4.    Zustellung gegen Empfangsschein an:

- Rechtsanwältin Stephanie Schwarz

- Stadt Bülach, Durchführungsstelle für Zusatzleistungen zur AHV/IV

- Bundesamt für Sozialversicherungen

- Sicherheitsdirektion Kanton Zürich

5.    Gegen diesen Entscheid kann innert 30 Tagen seit der Zustellung beim Bundesgericht Beschwerde eingereicht werden (Art. 82 ff. in Verbindung mit Art. 90 ff. des Bundesgesetzes über das Bundesgericht, BGG). Die Frist steht während folgender Zeiten still: vom siebten Tag vor Ostern bis und mit dem siebten Tag nach Ostern, vom 15. Juli bis und mit 15. August sowie vom 18. Dezember bis und mit dem 2. Januar (Art. 46 BGG).

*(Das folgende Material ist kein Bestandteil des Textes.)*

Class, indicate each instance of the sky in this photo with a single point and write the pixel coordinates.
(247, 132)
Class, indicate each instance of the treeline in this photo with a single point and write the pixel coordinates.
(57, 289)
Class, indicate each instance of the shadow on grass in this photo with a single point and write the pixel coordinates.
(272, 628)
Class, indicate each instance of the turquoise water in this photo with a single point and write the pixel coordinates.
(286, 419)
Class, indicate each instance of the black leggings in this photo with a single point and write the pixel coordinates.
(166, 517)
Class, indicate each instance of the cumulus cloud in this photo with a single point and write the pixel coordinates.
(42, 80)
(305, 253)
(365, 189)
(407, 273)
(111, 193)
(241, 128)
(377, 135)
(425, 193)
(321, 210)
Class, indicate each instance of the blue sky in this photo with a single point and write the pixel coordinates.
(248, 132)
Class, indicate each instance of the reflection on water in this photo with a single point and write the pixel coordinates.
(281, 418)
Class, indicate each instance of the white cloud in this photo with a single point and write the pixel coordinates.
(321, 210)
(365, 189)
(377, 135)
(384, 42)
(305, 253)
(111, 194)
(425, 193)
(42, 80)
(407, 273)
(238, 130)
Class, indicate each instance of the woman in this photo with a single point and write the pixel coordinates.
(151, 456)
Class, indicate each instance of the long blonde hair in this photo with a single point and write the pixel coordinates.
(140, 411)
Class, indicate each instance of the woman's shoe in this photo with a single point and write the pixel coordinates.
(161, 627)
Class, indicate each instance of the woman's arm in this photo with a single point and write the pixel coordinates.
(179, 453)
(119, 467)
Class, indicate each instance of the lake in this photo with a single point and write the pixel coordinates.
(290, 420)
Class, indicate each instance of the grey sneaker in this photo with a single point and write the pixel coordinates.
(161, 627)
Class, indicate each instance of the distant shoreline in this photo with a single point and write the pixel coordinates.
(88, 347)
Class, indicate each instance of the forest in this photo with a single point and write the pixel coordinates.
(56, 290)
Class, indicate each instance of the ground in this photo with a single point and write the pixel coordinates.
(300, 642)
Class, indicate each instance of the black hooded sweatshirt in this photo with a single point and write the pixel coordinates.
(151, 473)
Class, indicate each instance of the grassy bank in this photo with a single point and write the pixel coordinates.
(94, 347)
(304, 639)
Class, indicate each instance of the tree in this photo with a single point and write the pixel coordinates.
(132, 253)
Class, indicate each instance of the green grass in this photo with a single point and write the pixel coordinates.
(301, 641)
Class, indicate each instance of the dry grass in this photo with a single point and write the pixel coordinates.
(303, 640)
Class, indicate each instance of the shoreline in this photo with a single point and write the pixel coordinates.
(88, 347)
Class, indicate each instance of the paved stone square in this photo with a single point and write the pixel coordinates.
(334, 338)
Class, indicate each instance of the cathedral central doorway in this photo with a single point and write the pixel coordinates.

    Die Beschwerdeschrift ist dem Bundesgericht, Schweizerhofquai 6, 6004 Luzern, zuzustellen.

    Die Beschwerdeschrift hat die Begehren, deren Begründung mit Angabe der Beweismittel und die Unterschrift des Beschwerdeführers oder seines Vertreters zu enthalten; der angefochtene Entscheid sowie die als Beweismittel angerufenen Urkunden sind beizulegen, soweit die Partei sie in Händen hat (Art. 42 BGG).